The Counselor Facilitation Guide: Considering Transportation in Decisions is a template for housing, mobility, self-sufficiency and financial counselors to prompt individuals and families to consider location, travel options and transportation expenses in their housing decisions. Lower- and moderate-income families and individuals benefit from living near quality affordable transportation because all family members can affordably travel about Houston without relying on a car. The Counselor Facilitation Guide provides open-ended questions to help people explore their own priorities and goals.  

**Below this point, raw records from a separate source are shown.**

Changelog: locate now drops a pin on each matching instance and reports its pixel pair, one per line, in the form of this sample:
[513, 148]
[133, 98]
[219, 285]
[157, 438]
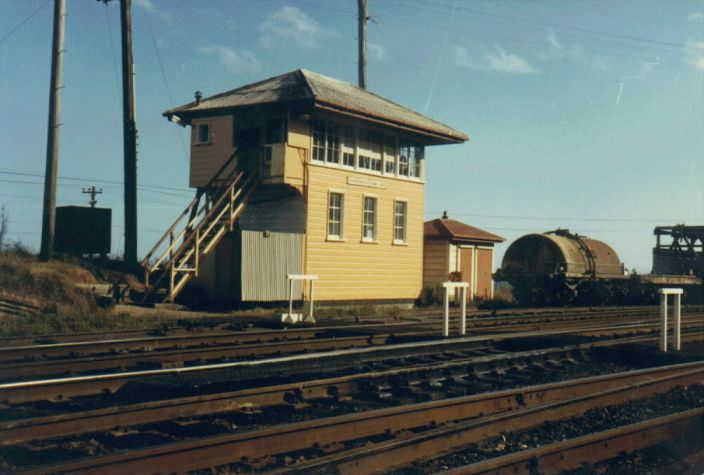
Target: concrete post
[446, 314]
[678, 340]
[677, 292]
[463, 317]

Through the Individual Workbook: Considering Transportation in Your Housing Decision, a tool intended to complement the Counselor Facilitation Guide, individuals and families can explore their transportation expenses, consider their goals and identify questions to guide their housing decisions. The Individual Workbook helps people budget while considering public transit, vanpooling, walking or biking as they decide where to live.

LINK Houston co-developed the Scorecard and counseling tools through a series of workshops with the Affordable Housing + Transportation Task Force. The organization’s mission and work focus on meaningful community participation.

The report, along with the tools, is the result of an inclusive process to actively engage, critique and co-develop the resources with residents and organizational stakeholders. The Housing + Transportation Decision-maker Scorecard, the Counselor Facilitation Guide: Considering Transportation in Decisions, and the Individual Workbook: Considering Transportation in Your Housing Decision are mechanisms to change practice, shifting how Houston tackles the growing affordability challenge.

Housing and transportation policies need to be aligned

To ensure that housing is truly affordable and families can access opportunities, decision-makers must align affordable housing and transportation policies and investments. Local governments can use the QATi and Quality Affordable Transportation & Affordable Housing 2020 Map to start identifying locations where affordable housing and quality affordable transportation exist and work with private and nonprofit stakeholders to create more “Housed and Connected” areas — areas where affordable housing is available and connected to opportunities through affordable transportation options.

These entities should also educate individuals and families to consider location and transportation when deciding where to live. Truer affordability through housing and transportation will improve the quality of life and economic resilience for all Houston residents.

Ines Sigel is the director of communications and outreach for LINK Houston.